I stood my ground. “You'll have to kill me first. And I won't fight you, Rakhal. We'll settle this, but we'll do it my way for once, like Earthmen.”
“Son of the Ape! Get your skean out, you stinking coward!”
“I won't do it, Rakhal.” I stood and defied him. I had outmaneuvered Dry-towners in a shegri bet. I knew Rakhal, and I knew he would not knife an unarmed man. “We fought once with the kifirgh and it didn't settle anything. This time we'll do it my way. I threw my skean away before I came here. I won't fight.”
He thrust at me. Even I could see that the blow was a feint, and I had a flashing, instantaneous memory of Dallisa's threat to drive the knife through my palms. But even while I commanded myself to stand steady, sheer reflex threw me forward, grabbing at his wrist and the knife.
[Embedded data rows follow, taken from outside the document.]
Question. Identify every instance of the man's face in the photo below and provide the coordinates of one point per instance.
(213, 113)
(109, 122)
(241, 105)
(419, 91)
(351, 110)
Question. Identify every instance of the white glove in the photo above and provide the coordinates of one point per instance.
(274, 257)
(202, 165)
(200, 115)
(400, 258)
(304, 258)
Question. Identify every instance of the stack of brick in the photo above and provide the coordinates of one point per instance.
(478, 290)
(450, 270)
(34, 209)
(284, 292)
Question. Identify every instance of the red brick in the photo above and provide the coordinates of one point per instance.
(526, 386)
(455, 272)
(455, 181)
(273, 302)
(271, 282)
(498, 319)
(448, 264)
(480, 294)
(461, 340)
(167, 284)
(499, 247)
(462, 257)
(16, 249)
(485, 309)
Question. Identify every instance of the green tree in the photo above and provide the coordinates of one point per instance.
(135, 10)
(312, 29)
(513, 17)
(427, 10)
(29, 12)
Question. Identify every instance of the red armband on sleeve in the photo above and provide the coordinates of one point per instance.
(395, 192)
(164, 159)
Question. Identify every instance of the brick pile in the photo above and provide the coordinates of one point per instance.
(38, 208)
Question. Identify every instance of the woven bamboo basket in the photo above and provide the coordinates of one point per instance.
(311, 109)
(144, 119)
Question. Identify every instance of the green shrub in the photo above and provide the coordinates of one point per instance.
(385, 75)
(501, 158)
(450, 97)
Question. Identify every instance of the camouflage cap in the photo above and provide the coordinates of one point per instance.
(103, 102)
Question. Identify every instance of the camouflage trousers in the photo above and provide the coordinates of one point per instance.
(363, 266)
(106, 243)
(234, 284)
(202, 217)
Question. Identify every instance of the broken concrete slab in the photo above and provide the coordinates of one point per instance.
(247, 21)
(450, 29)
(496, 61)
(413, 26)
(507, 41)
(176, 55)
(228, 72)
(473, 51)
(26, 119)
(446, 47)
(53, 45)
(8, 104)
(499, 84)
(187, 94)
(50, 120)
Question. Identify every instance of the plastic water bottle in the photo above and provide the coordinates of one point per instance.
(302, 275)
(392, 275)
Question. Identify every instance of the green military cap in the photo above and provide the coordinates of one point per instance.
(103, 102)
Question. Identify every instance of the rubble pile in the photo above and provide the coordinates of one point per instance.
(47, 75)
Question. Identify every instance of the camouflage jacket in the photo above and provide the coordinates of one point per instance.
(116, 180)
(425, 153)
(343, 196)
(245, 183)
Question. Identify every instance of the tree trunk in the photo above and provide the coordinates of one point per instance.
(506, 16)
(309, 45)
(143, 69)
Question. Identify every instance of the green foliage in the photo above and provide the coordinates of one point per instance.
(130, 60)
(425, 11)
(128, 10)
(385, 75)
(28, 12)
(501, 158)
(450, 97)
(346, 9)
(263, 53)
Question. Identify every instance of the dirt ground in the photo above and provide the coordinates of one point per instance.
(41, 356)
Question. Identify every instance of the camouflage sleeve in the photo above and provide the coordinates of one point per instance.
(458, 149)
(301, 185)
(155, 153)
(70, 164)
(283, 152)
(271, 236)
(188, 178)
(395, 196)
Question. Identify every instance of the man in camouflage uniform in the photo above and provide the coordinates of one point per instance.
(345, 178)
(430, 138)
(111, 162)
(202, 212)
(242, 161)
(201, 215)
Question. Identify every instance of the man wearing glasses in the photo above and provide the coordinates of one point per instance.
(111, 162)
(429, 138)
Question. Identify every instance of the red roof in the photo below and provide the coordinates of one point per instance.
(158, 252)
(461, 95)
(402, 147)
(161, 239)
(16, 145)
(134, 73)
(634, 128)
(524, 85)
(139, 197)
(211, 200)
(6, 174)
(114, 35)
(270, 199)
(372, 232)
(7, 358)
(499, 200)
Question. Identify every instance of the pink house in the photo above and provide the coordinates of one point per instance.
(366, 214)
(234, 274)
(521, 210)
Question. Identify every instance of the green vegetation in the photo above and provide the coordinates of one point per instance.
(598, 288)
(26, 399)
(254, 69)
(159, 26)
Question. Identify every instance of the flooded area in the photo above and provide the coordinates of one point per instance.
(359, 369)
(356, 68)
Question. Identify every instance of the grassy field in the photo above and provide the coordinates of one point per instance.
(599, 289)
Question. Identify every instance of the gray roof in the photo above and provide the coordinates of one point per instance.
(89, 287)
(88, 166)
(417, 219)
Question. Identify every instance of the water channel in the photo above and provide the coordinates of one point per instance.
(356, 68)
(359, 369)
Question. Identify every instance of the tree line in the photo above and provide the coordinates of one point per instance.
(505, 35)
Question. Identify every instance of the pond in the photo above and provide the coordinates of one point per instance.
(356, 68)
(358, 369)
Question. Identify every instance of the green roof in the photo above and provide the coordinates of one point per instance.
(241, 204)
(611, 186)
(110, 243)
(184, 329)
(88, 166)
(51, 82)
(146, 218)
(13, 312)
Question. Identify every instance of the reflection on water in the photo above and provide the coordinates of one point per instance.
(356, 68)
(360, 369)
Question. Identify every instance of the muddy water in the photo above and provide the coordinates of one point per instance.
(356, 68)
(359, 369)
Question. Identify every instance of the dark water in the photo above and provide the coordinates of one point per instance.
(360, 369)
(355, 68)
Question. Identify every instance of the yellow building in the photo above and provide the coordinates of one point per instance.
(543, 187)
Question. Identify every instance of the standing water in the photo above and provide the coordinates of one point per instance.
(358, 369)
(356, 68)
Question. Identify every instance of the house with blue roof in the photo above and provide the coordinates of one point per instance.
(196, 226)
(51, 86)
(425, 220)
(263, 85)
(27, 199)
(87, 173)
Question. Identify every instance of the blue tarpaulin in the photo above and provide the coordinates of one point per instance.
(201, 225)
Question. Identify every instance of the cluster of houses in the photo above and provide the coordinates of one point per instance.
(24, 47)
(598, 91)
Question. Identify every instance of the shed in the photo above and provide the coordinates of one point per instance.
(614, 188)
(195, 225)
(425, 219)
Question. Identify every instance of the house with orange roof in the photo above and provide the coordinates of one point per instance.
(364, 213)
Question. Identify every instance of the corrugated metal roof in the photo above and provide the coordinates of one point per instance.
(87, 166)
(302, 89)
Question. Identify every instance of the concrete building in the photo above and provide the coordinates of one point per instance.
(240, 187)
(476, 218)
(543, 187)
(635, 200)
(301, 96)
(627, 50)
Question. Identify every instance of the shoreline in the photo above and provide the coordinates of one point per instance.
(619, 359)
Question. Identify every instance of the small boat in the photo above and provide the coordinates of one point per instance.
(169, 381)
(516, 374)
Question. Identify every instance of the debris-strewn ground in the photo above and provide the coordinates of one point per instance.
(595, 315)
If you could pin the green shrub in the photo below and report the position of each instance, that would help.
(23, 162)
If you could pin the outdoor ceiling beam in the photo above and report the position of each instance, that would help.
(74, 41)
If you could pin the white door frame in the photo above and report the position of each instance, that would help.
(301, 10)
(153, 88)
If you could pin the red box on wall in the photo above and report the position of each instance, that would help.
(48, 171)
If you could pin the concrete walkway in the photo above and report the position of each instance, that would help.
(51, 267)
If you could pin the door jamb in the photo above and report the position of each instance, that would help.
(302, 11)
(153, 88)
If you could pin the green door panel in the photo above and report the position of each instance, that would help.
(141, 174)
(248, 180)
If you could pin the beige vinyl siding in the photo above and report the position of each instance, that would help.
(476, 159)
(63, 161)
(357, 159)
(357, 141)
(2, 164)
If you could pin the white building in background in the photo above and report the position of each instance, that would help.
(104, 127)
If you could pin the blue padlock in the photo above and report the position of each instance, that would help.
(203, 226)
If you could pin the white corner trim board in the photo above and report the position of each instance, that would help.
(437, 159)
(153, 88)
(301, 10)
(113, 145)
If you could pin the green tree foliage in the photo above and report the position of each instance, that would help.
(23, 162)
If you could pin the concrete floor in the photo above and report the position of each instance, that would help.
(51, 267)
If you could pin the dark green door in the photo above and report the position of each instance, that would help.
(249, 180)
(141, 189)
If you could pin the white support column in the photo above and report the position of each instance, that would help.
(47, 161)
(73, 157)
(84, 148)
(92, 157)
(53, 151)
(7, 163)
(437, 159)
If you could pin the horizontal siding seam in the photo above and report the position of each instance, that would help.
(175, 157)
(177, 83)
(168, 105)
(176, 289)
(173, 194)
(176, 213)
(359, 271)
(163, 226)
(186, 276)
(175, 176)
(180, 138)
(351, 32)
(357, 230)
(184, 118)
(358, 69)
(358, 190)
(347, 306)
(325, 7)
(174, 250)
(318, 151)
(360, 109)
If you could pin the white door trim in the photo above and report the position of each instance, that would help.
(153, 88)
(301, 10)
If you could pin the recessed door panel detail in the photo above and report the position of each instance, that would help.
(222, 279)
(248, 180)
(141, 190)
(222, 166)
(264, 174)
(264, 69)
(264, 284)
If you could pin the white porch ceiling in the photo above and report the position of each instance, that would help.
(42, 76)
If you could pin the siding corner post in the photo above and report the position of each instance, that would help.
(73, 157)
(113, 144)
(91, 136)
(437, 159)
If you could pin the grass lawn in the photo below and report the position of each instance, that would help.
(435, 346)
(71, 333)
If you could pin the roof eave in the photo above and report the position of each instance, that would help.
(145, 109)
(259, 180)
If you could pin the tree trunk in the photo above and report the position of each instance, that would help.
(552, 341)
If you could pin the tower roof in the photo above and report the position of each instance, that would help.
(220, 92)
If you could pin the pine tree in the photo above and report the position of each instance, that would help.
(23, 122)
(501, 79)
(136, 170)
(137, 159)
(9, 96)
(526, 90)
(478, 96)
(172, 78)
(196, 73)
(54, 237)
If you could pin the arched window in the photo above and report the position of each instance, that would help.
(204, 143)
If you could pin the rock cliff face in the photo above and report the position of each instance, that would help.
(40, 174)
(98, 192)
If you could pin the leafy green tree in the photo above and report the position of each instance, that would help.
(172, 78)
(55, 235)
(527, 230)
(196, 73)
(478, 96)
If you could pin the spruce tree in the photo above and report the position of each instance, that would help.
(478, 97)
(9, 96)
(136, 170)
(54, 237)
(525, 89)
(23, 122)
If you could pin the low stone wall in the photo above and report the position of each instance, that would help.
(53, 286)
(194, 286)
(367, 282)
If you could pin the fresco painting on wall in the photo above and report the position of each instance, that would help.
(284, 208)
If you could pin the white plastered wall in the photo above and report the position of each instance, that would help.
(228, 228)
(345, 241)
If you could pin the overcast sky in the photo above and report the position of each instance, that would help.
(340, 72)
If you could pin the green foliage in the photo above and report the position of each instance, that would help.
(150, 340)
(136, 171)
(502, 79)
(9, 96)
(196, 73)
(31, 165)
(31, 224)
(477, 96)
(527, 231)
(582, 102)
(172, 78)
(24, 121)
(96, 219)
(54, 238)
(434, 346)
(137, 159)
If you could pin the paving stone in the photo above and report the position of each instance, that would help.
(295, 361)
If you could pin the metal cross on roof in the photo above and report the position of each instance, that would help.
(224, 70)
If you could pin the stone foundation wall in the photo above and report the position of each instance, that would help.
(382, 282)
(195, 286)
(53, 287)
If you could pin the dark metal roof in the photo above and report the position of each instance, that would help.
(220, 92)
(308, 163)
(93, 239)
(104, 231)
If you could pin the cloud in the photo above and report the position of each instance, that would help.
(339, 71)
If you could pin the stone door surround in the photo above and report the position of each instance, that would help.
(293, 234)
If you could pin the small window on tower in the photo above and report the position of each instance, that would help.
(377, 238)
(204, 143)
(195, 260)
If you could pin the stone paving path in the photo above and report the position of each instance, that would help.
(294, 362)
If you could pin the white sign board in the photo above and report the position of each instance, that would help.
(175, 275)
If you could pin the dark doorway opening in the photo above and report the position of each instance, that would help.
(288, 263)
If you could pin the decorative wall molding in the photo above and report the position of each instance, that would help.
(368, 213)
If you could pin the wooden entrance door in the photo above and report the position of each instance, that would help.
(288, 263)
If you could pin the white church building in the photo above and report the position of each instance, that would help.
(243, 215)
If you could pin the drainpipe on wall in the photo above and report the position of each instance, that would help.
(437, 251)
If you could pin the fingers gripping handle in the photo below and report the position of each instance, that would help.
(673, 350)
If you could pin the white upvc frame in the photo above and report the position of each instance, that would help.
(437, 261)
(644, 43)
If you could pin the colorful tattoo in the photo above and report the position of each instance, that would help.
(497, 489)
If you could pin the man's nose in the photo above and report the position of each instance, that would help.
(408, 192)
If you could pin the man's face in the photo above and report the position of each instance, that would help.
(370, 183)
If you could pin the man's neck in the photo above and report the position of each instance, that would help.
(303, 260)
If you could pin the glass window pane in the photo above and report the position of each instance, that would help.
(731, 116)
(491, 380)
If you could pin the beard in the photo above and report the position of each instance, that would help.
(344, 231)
Between my grappling hand he twisted and I felt the skean drive home, rip through my jacket with a tearing sound; felt the thin fine line of touch, not pain yet, as i
t sliced flesh. Then pain burned through my ribs and I felt hot blood, and I wanted to kill Rakhal, wanted to get my hands around his throat and kill him with them. And at the same time I was raging because I didn't want to fight the crazy fool, I wasn't even mad at him.
Miellyn flung the door open, shrieking, and suddenly the Toy, released, was darting a small whirring droning horror, straight at Rakhal's eyes. I yelled. But there was no time even to warn him. I bent and butted him in the stomach. He grunted, doubled up in agony and fell out of the path of the diving Toy. It whirred in frustration, hovered.
He writhed in agony, drawing up his knees, clawing at his shirt, while I turned on Miellyn in immense fury—and stopped. Hers had been a move of desperation, an instinctive act to restore the balance between a weaponless man and one who had a knife. Rakhal gasped, in a hoarse voice with all the breath gone from it:
“Didn't want to use. Rather fight clean—” Then he opened his closed fist and suddenly there were two of the little whirring droning horrors in the room and this one was diving at me, and as I threw myself headlong to the floor the last puzzle-piece fell into place: Evarin had made the same bargain with Rakhal as with me!
I rolled over, dodging. Behind me in the room there was a child's shrill scream: “Daddy! Daddy!” And abruptly the birds collapsed in midair and went limp. They fell to the floor like dropping stones and lay there quivering. Rindy dashed across the room, her small skirts flying, and grabbed up one of the terrible vicious things in either hand.
“Rindy!” I bellowed. “No!”
She stood shaking, tears pouring down her round cheeks, a Toy squeezed tight in either hand. Dark veins stood out almost black on her fair temples. “Break them, Daddy,” she implored in a little thread of a voice. “Break them, quick. I can't hang on....”
Rakhal staggered to his feet like a drunken man and snatched one of the Toys, grinding it under his heel. He made a grab at the second, reeled and drew an anguished breath. He crumpled up, clutching at his belly where I'd butted him. The bird screamed like a living thing.